"Dr. Ruiz, an American dentist, who was practicing his profession in a town called Guanabacoa, some four miles from Havana, was arrested. A railroad train between Havana and this town had been captured by the insurgents, and the next day the Spanish authorities arrested a large number of persons in Guanabacoa, charging them with giving information which enabled the troops, under their enterprising young leader, Aranguren, to make the capture; and among these persons arrested was this American. He was a strongly built, athletic man, who confined himself strictly to the practice of his profession and let politics alone. He had nothing to do with the train being captured, but that night was visiting a neighbor opposite, until nine or ten o'clock, when he returned to his house and went to bed. He was arrested by the police the next morning; thrown into an incommunicado cell; kept there some fifty or sixty hours, and was finally (when half crazed by his horrible imprisonment and calling for his wife and children) struck over the head with a 'billy' in the hands of a brutal jailer and died from the effects. Ruiz went into the cell an unusually healthy and vigorous man, and came out a corpse."

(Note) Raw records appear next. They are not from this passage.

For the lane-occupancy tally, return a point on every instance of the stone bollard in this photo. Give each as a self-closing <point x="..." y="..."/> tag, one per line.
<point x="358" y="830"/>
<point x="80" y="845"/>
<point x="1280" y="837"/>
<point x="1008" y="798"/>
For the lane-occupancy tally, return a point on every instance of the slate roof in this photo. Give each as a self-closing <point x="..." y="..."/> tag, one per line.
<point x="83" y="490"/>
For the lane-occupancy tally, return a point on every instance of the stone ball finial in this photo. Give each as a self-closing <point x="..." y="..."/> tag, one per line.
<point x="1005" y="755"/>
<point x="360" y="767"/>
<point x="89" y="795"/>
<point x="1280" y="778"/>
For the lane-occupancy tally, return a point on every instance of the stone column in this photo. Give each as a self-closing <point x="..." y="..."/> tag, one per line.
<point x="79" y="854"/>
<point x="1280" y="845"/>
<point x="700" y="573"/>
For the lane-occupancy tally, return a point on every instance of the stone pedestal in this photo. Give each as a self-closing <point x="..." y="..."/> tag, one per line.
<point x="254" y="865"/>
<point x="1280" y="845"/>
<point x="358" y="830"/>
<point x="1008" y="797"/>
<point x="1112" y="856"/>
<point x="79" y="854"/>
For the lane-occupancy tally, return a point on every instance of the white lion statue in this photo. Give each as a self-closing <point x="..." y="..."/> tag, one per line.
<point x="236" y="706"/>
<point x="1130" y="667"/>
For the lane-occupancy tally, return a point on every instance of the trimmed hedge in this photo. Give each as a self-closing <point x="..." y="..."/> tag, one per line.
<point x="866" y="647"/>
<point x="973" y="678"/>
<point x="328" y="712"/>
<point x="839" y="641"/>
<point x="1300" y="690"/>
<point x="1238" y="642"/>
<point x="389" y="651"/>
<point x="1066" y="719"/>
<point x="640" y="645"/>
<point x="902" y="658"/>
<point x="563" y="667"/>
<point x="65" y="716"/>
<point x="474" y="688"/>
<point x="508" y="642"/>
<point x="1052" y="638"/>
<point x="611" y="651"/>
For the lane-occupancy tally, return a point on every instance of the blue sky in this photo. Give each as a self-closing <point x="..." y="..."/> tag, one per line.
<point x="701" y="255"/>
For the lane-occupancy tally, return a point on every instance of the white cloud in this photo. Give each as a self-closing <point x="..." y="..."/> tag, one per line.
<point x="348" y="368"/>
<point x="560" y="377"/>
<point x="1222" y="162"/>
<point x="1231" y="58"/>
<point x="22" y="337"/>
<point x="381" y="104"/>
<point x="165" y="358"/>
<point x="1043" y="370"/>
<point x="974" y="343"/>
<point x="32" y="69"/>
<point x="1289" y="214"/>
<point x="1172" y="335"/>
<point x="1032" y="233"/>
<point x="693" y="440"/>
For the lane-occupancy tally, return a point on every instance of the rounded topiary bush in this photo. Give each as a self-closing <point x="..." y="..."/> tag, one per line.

James Creelman, a brilliant newspaper correspondent, gives his testimony:

"Everywhere the breadwinners of Cuba are fleeing in terror before the Spanish columns, and the ranks of life are being turned into the ranks of death, for the Cuban who has seen his honest and harmless neighbors tied up and shot before his eyes, in order that some officer may get credit for a battle, takes his family to the nearest town or city for safety, and then goes out to strike a manly blow for his country."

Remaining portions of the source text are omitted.